What I like about his film is the genuine and organic way the friendship is presented and to an extent I think a lot of us viewers can relate to it. The movie reminds us that everyone in different circumstances deserve a form of love whether through friendship, a platonic connection, romantic connection and so on. The film personifies friendship and the importance of it and the way it can make a difference in a person’s life in the most beautiful and loving way.

Orlaith:

My favourite comfort film is The Princess Bride, because it is as enjoyable to watch as an adult as it was to watch when I was younger. It is a film for all ages, and feels like a timeless classic. I will always have positive memories of watching it at Christmas, and it is the quintessential comfort movie.

Christine:

My go-to movie has always been Gone with the Wind. I am a mum of three, and I grew up watching this movie every Christmas with my own mum sitting by the fire, the two of us.
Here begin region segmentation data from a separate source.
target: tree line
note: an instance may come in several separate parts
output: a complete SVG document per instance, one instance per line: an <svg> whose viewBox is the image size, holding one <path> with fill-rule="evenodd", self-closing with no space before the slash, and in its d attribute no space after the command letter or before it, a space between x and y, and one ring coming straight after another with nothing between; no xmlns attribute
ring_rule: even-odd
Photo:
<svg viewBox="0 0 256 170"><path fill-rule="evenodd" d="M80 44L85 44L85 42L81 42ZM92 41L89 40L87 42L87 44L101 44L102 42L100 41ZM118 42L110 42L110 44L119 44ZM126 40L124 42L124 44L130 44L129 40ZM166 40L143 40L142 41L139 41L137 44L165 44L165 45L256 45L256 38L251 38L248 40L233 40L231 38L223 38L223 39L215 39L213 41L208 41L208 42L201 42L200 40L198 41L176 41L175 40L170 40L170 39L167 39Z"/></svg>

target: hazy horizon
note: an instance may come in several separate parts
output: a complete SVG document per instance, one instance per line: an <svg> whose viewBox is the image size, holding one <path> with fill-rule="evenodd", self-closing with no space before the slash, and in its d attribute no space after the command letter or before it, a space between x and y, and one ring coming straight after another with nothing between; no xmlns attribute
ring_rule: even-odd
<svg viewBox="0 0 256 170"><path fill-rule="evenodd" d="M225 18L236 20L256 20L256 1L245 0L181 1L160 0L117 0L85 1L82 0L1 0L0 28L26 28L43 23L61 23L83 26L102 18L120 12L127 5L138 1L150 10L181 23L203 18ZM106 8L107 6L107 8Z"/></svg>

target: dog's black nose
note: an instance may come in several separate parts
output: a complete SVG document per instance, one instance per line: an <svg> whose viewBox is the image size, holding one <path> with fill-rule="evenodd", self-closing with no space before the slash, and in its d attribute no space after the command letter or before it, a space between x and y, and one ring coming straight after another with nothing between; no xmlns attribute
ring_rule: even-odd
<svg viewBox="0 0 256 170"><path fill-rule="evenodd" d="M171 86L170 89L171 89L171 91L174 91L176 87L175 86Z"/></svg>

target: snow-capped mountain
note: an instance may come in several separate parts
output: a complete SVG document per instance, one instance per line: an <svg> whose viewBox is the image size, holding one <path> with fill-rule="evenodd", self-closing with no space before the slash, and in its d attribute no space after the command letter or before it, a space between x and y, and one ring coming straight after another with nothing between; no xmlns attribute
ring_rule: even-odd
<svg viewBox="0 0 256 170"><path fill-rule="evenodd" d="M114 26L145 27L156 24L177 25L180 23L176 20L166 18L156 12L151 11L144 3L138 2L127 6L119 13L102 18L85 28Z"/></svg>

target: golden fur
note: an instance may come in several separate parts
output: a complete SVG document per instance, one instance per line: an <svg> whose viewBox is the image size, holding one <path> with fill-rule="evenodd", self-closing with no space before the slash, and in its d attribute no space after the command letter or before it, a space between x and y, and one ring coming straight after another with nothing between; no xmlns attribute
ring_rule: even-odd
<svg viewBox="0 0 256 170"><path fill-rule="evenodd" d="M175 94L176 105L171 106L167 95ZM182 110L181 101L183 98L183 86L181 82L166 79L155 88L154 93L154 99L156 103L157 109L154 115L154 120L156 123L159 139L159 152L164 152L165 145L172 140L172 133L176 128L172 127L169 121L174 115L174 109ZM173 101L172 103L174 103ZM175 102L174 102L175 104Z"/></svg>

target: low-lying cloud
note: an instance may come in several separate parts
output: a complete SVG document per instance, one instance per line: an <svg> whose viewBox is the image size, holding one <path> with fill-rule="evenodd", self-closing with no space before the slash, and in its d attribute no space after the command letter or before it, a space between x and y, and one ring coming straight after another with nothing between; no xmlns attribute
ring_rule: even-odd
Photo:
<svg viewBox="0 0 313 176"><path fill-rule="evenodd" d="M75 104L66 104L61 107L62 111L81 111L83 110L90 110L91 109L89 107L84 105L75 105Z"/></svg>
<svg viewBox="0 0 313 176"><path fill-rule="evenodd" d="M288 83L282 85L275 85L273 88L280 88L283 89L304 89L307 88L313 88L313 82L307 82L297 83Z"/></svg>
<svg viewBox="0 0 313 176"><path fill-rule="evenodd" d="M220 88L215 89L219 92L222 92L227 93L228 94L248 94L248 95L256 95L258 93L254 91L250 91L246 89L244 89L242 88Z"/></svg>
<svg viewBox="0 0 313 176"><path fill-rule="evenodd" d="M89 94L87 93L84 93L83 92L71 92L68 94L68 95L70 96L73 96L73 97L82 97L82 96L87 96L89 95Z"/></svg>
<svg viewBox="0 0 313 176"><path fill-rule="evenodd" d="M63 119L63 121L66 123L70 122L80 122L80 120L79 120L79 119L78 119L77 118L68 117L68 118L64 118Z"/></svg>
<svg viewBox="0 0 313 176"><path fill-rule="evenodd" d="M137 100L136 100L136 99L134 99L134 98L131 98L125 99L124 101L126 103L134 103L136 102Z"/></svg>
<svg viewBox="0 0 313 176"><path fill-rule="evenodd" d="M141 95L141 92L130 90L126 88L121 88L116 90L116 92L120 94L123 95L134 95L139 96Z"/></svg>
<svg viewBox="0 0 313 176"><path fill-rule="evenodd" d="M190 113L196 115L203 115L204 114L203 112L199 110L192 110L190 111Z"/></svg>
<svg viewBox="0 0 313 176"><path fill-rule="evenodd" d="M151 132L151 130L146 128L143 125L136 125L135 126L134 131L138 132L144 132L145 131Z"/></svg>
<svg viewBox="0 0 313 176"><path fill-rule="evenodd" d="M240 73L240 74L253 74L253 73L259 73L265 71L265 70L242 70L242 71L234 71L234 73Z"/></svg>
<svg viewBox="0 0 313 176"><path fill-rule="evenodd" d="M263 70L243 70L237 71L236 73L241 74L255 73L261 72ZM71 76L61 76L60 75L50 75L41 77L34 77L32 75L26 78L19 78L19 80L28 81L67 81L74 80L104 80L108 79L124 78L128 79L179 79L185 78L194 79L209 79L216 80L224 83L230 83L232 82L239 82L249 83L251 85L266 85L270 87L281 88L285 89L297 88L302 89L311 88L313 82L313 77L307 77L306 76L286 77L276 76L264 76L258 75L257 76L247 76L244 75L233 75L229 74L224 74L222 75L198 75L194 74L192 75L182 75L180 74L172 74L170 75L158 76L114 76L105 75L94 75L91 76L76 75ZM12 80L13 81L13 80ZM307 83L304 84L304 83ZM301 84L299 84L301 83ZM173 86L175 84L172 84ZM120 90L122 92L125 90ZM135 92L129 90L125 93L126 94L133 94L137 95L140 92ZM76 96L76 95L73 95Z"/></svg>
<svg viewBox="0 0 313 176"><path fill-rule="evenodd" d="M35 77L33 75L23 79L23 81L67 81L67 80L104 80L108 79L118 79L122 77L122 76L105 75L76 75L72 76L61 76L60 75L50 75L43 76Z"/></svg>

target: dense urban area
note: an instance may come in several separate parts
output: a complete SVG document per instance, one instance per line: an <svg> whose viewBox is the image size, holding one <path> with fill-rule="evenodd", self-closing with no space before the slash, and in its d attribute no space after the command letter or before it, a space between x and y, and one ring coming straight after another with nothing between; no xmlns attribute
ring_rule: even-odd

It is one of the classics but for me the main character Scarlett O’Hara has always epitomised the idea of a strong, self-sufficient woman with more than a streak of Irish pride and, dare I say, stubbornness. To this day it has remained a source of comfort to me when things get tough and I consider myself a survivor like the lead female character, Vivien Leigh, who had her own real life troubles. Last year both my mum and I beat cancer together and I narrowly avoided becoming homeless but I survived. We survived. Maybe there’s something to be said for that streak of Irish stubbornness. After all, “Tomorrow is another day”.

Robin

My favourite comfort film is Lord of the Rings: The Fellowship of the Ring. I find it incredibly comforting to be tucking in to watch the film knowing I’ve three hours (more for the extended edition) to really relax unwind and get lost in the adventure. It’s great to watch with friends on a lazy hungover Sunday morning or a dark winter’s night. All sense of care of the world go and you’re taken on an amazing journey with great intensity.

Daniel:

Cinema Paradiso is to this day one of my favourite films as it reminds me of a time when I fell in love with film, how they could transport me to many a different world and they still do to this day. A time when I was a projectionist and nothing else mattered other than watching films. Cinema Paradiso also reminds me of the small village my Mother came from in Italy and the stories she told me when I was growing up.

When I watch the film, I am reminded of these memories past and celebrate them. The film itself is about a memory – a time when the local cinema was unique, a place where people met, it was part of the local culture of the town. Which sadly, is now long gone.

James:

The Exorcist, about the only film that reminds me that things could be better.